Yara çünkü Filipina, en canlı yeridir gövdenin. Hareket oradadır. Can, tam yaradadır. Biz, yani kimilerimiz kan gibiyiz. Yaranın olduğu yere doğru akıyoruz. Başka türlü akmayı bilmiyoruz. (107)
İnsanlar Filipina, zannediyorlar ki tarihi halklar ayakta tutuyor. Ezberledikleri tarihler ve almaya yemin edip kuşaktan kuşağa geçirdikleri intikam yeminleri… Oysa halkları ve insanları, görüp, bilip, belki de hiç kimseye anlatmadıkları o küçük hikâyeler ayakta tutar. (…)
O gidenler, kalanlardan daha çok acı çekecekler. Kalplerinde bir Beyrut kalacak ve hep kanayacak. Çünkü yarım kalmış bir hikâyeden daha çok kanayan hiçbir şey yoktur. (…) Yaşayanlar anlatmaz, gidenler daha dilli olur. (109)
“Portakal ağacı dikmeliyiz,” dedi, “Çünkü bir çocuk doğuracağım ve karnım büyürken güzel bir şeye bakmak istiyorum.” (127)
Değiştirirken değişmeyi, kaybolmayı ve yok olmayı göze alacaksın Filipina, annenden öğrendiğim bu. Yardım ettiğin insanların sana yardım etmesine izin vereceksin. Eşitleneceksin yani. Tamı tamına, sonuna kadar eşitleneceksin. O zaman değişiyor insanlar. Yeni bir biçim alıyorlar. (130)

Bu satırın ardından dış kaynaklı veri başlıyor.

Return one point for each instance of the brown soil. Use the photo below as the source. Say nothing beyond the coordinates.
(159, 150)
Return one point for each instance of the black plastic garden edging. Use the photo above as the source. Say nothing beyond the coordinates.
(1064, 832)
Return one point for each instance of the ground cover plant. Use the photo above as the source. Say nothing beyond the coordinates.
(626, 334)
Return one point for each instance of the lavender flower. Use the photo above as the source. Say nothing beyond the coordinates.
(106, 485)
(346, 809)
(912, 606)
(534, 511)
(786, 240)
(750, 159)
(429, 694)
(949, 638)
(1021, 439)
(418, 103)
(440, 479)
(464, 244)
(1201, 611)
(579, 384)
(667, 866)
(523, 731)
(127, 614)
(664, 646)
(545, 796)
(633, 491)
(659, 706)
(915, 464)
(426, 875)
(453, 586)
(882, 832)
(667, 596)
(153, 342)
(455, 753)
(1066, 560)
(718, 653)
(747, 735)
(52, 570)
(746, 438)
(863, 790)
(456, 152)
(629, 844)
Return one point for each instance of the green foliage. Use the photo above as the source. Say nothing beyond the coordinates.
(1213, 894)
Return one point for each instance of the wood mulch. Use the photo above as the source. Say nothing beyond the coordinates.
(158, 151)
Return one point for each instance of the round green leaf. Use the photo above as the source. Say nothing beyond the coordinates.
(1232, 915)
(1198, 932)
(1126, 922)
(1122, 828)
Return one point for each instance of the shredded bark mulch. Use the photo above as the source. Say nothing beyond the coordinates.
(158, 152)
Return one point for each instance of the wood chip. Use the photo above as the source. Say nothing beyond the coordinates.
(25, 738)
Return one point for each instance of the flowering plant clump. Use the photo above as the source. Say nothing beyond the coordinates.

Bir kadının boynu, en uzun cümlesidir. (145)
Paris -
“Çünkü Deniz Hanımcığım, biz Ortadoğululara kendimizdekinden başka hikâyeleri anlatmamız için izin vermiyorlar. Bir Batılı gidip Allah’ın siktir ettiği bir memleketi anlatabilir, bir Amerikalı gidip Beyrut’u yazabilir ama bir Afganistanlının, İranlının, ne bileyim işte, bizim gibi bahtı bulanık insanların kendilerinkinden başka hikâye anlatmasına izin vermiyorlar.” (162)
İnsanlar sadece bir hikâyenin içinde erimek istiyorlardı. İnsan, bize belletilmeye çalışılanın aksine, ancak kendini feda edince mutlu oluyordu. (168)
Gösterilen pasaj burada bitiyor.